Tiba di depan pintu kamar Ruka, dengan sedikit gugup dia meremas kedua tangannya sendiri, sebelum akhirnya memberanikan diri untuk mendorong kenop pintu perlahan.
Beruntungnya pintu kamar itu tidak terkunci, dan alhasil Chiquita dapat memasuki kamar itu dengan mudah.
Menutup pintu perlahan, setelahnya Chiquita segera menjatuhkan pandangannya pada sang Kakak yang tengah tertidur lelap dengan tubuh miring menghadap ke arah pintu.
Meskipun pencahayaannya cukup temaram karena hanya lampu tidur yang di nyalakan, Chiquita tetap bisa melihat dengan jelas wajah menawan Kakaknya yang tampak pucat dan lelah itu.
Perlahan dia melangkahkan kakinya ke depan, lalu mendudukan dirinya di lantai. Menopang dagunya dengan salah satu tangannya, Chiquita diam-diam memperhatikan wajah Kakaknya yang tengah tertidur itu.
"Siapa yang telah menyakitimu? Atau mungkin, ada seseorang yang telah membuatmu khawatir, Unnie?"lirih Chiquita, sebelum tersenyum getir."Kau sudah dewasa, dan harus bisa menjaga dirimu dengan baik, selamat malam."diakhir katanya, perlahan Chiquita berdiri dan berbalik berniat pergi.
"Canny...."
Sebuah panggilan pelan, berhasil membuat langkah kaki Chiquita terhenti. Dengan tubuh kaku, gadis itu berbalik.

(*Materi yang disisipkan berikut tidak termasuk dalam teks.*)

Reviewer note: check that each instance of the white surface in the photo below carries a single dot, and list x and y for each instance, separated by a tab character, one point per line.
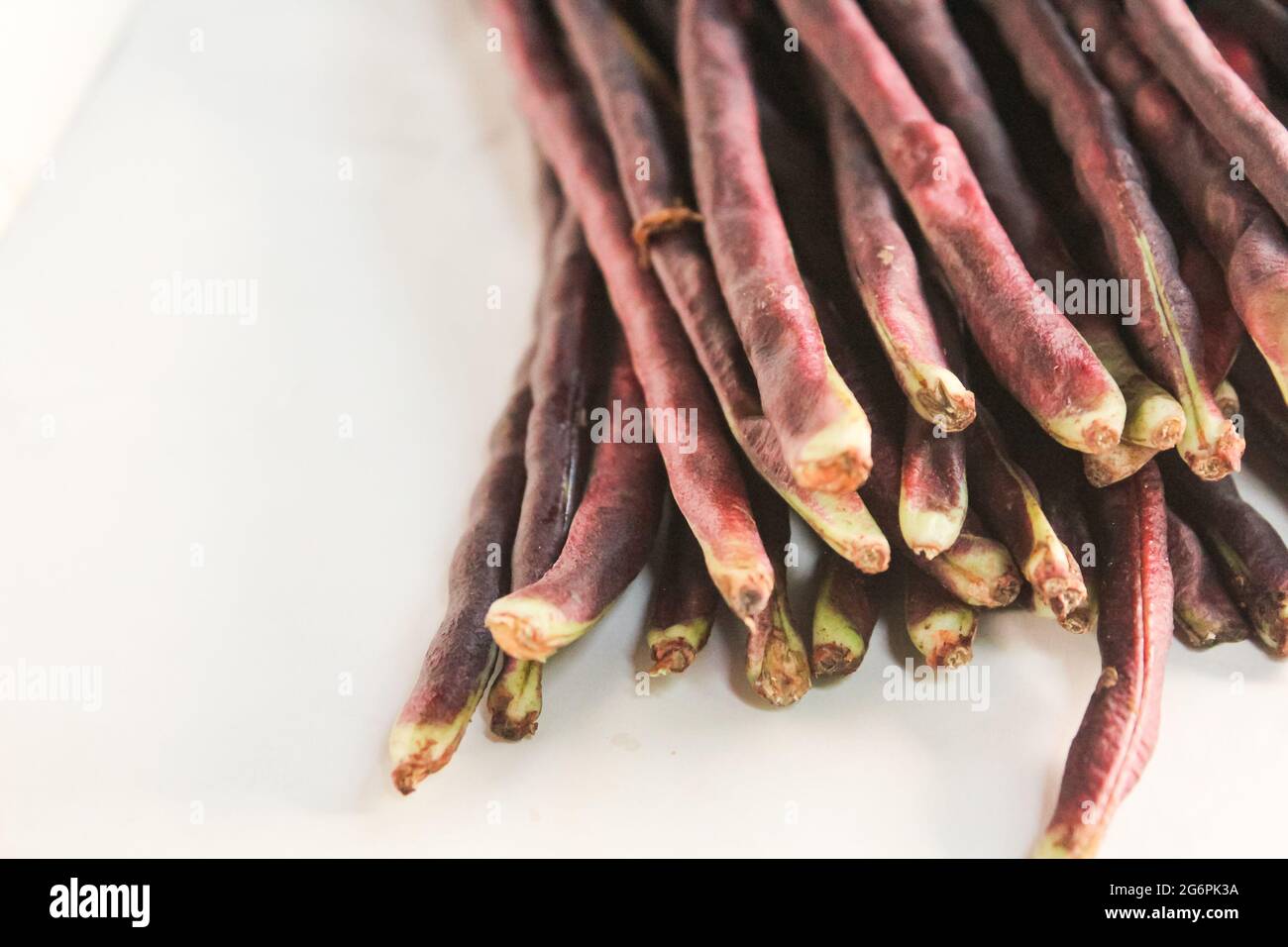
326	556
50	54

Tepat di tempat tidur, dia bisa melihat sosok Kakaknya yang tengah berbaring setengah duduk sambil menatapnya dengan mata yang terlihat mulai memerah.
"Kau..."lirih Chiquita, yang tidak tahu harus bereaksi seperti apa.
"Mian....maafkan Unnie."dengan airmata yang mulai luruh, Ruka berkata.
Mengepalkan kedua tinjunya, Chiquita memunggungi Ruka."Untuk apa kau meminta maaf...."
"Untuk Keluargaku.."gumam Ruka yang berhasil membuat tubuh Chiquita tersentak, dengan terisak-isak, Ruka menundukkan kepalanya dan melanjutkan."Untuk Keluargaku, dan aku sendiri yang dimana di masa lalu telah tega mengirimmu jauh dari kami."
Tanpa menjawab, dengan mata yang mulai berkaca-kaca Chiquita mengalihkan pandangannya ke arah lain.
"Jujur, selama bertahun-tahun berlalu kami tidak pernah tidak memikirkanmu. Kami selalu berusaha mencari informasi pada Paman Eunseong, dan bahkan dengan paksaan kami juga meminta nomor asramamu padanya. Tapi apa kau tahu, dia selalu memiliki alasan untuk menolak keinginan kami, seperti disana dilarang untuk memegang ponsel dan alasan lainya. Canny..."masih dengan tangisannya, Ruka menoleh pada adiknya itu."Apakah kau mau memaafkan kami?"